Finalmente, Florence abrió la puerta y sus
pensamientos se desvanecieron. Más tarde, cuando se sentaron en la hierba,
notaron que Adela nunca había salido del primer bloque. Volvieron. La
encontraron mirando fijamente una pared descascarada, donde leyeron, escrito
con carbón o alguna piedra oscura: aquí estuvo Johan Kart Vernon. ¿Pero quién era
Johan Kart Vernon? Adela no respondió. Cuando más tarde les contó que Johan
Kart Vernon había sido su padre, Simón pensó: aquí, en este instante, la
historia de Adela comienza a revelarse.
– ¿Johan Kart Vernon? – preguntó, para
dejar atrás aquel silencio incómodo.
– Algo así. Pero lo raro es todo lo que no
sabíamos de Adela. Después de ese momento, la descubrimos. Y obvio, nos empezó
a gustar.
Importa,
también, que a los dos, en aquel momento o más tarde, al descender o cruzar el
mar hacia la costa, nos empezó a gustar Adela.
– ¿Recién entonces?
– Y si…
Hubo una pausa.
– Seguí, seguí – arengó Paloma
– ¿Dónde me había quedado? Claro, Adela
dijo miren y señaló la luna llena sobre el mar y nos despedimos con un beso.

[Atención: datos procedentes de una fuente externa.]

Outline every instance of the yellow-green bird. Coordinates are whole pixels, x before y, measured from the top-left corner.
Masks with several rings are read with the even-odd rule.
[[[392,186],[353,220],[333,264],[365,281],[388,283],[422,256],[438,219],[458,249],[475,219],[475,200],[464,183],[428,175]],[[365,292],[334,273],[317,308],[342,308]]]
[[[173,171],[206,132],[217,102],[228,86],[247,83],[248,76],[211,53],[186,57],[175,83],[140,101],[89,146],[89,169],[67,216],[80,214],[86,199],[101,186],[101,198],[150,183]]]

Antes, ella había hablado durante todo el viaje de regreso. Su historia era más
o menos así: en plena adolescencia sus padres le contaron que era adoptada y
Adela, en un rapto de desesperación, comenzó a rastrear a su madre. La encontró
al poco tiempo, no se sabía bien como, en un pueblo del interior. Se llamaba
Luz Marina, tenía labios gruesos, el mismo color de piel, los mismos ojos que
Adela. El parecido era asombroso. Su madre provenía de una familia muy pobre y,
de joven, había conocido a un comerciante, que terminó siendo un estafador o
traficante de drogas o sicario canadiense llamado Johan. Ella se había
enamorado. Cuando nació Adela, Johann desapareció, Luz Marina vendió a su hija
por un precio altísimo a una pareja de la capital que no podía tener hijos. Se
arrepentía. Después de algunas semanas, Adela se escapó, quizá buscándose a si
misma o buscando a su padre, es decir, su identidad estaba en juego.
– De pronto sentí las ansias de moverme y
desde entonces no puedo parar – había dicho Adela, sentada en cuclillas en la
arena. Florence y Simón la entendieron de lleno.

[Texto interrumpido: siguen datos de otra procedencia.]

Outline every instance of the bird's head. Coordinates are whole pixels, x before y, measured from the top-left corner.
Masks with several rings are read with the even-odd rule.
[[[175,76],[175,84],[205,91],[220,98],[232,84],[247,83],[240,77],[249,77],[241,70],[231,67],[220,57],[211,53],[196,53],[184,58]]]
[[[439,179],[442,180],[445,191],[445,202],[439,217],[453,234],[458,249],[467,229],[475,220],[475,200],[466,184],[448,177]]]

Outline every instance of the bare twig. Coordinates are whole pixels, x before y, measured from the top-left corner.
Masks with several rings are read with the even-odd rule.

Trabajó de camarera, limpió cuartos en
hostels de Venezuela y Perú, durmió durante semanas en las escalinatas de la
iglesia de Villa Leyva, administró un camping en Guatavida porque un maula
cuarentón se encariñó con ella, hizo un curso de peluquería, fue peluquera,
fumo muchísimo hachish en compañía de un panameño que ofrecía tours a pie en no
se qué ciudad famosa del tropicalísimo norte de la república bolivariana.
Finalmente, llegó a Urama. Ahora, sucedía esto: una idiotez, un nombre
extrañísimo garabateado en la pared de una cárcel abandonada hace una década.

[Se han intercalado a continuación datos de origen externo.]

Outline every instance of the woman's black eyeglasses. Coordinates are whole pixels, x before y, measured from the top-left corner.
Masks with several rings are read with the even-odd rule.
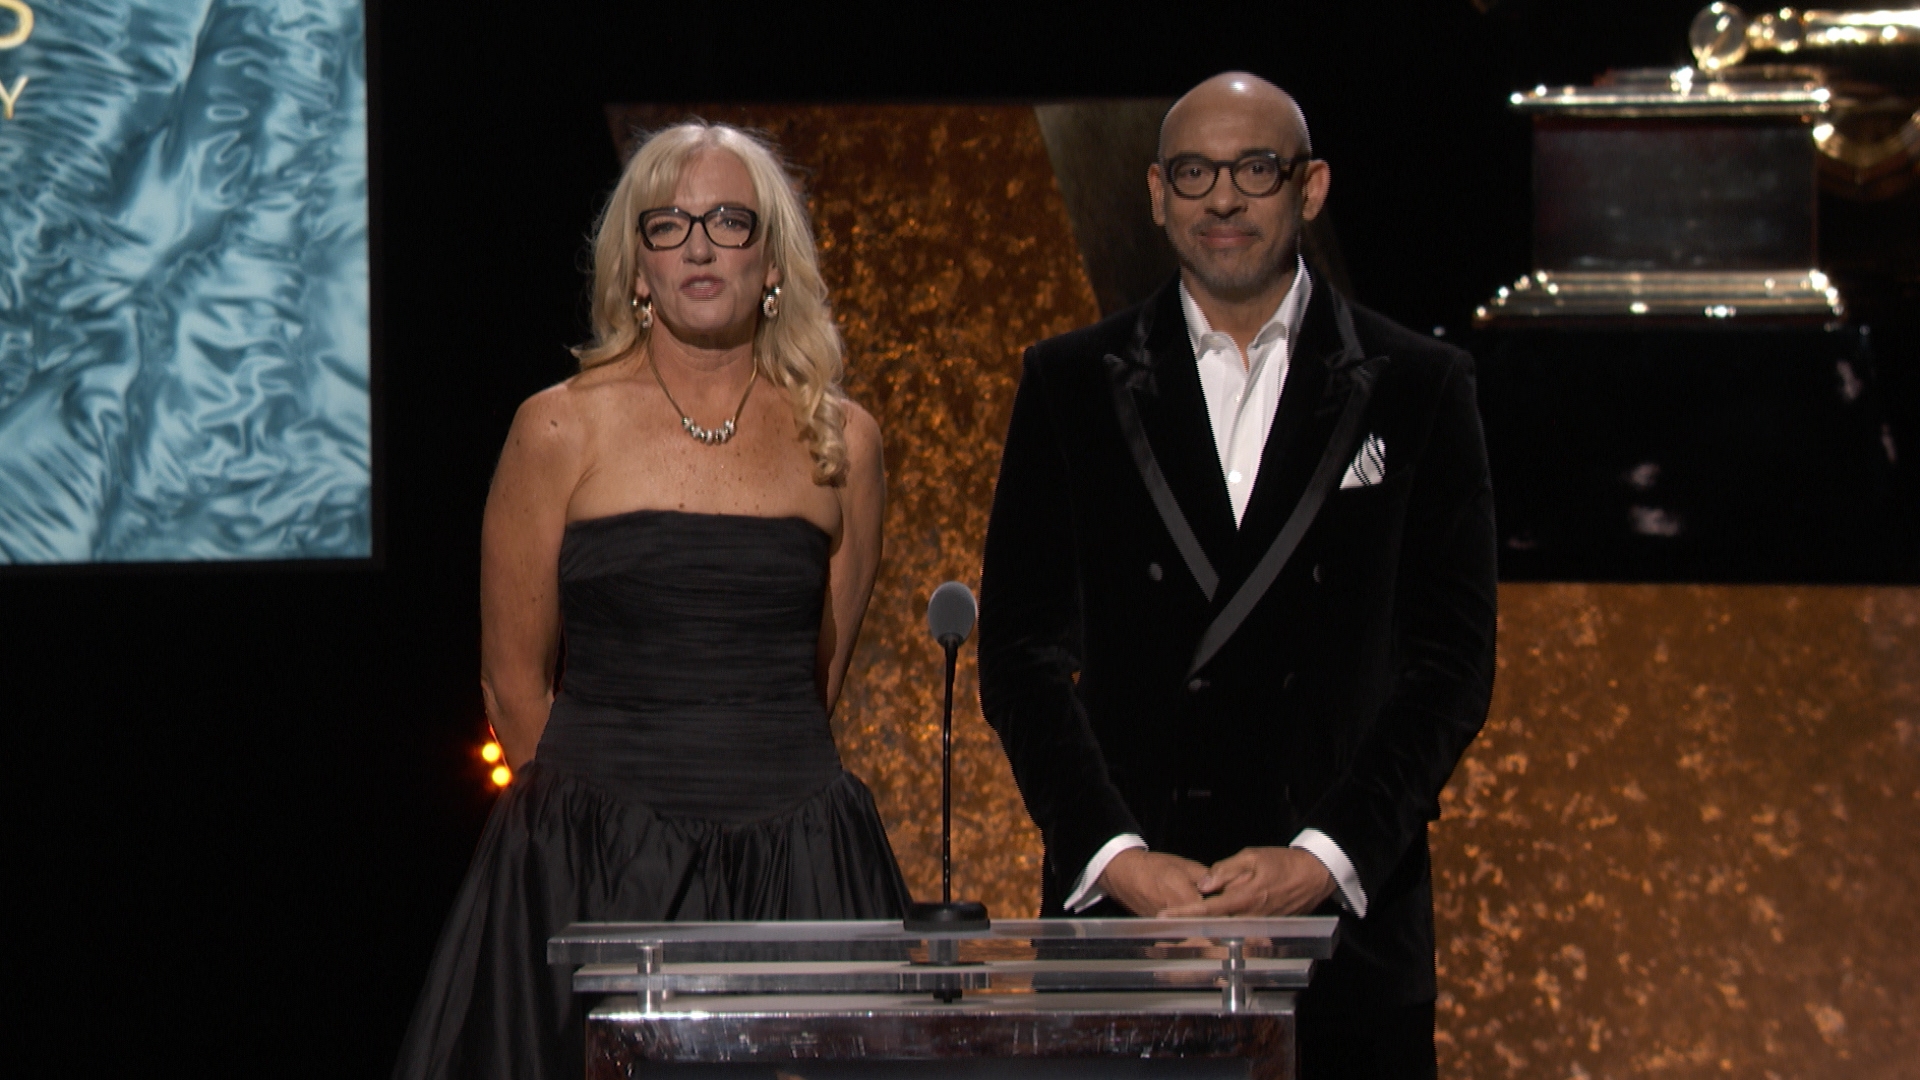
[[[1293,179],[1294,170],[1312,160],[1310,154],[1282,159],[1271,150],[1243,154],[1233,161],[1215,161],[1205,154],[1176,154],[1160,168],[1166,173],[1167,186],[1183,199],[1205,198],[1220,182],[1221,169],[1233,174],[1233,186],[1240,194],[1258,199],[1279,191]]]
[[[760,215],[744,206],[716,206],[697,215],[662,206],[640,211],[640,242],[654,251],[672,251],[693,235],[696,221],[714,247],[746,247],[760,231]]]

Ella decía que su padre había muerto, que en realidad no quería saber nada de
él, que lo odiaba como si tuviera el corazón en carne viva.
– Nos quedamos tomando latas de cerveza
Babaria hasta la madrugada, hablando de todo. Al final, nos despedimos con un
beso, los tres – contó Simón.
Con Florence caminaron por la playa hasta
su choza. En secreto, cada uno por su lado, los dos estaban locos por Adela. El
resto es confuso, tal vez porque Simón todavía no comprende bien lo que sucedió
o no sabe como narrarlo. Hubo averiguaciones de Adela en la comisaría de Urama
(dos ratis y un administrativo, todos viejos, borrachos y aburridos) y en una
oficina de prensa de Cayo Sombrero, clases de buceo, días hermosos intercalados
por otros realmente tristes. Florence y Simón, cada uno a su manera,
compitieron por Adela. Todo bastante patético.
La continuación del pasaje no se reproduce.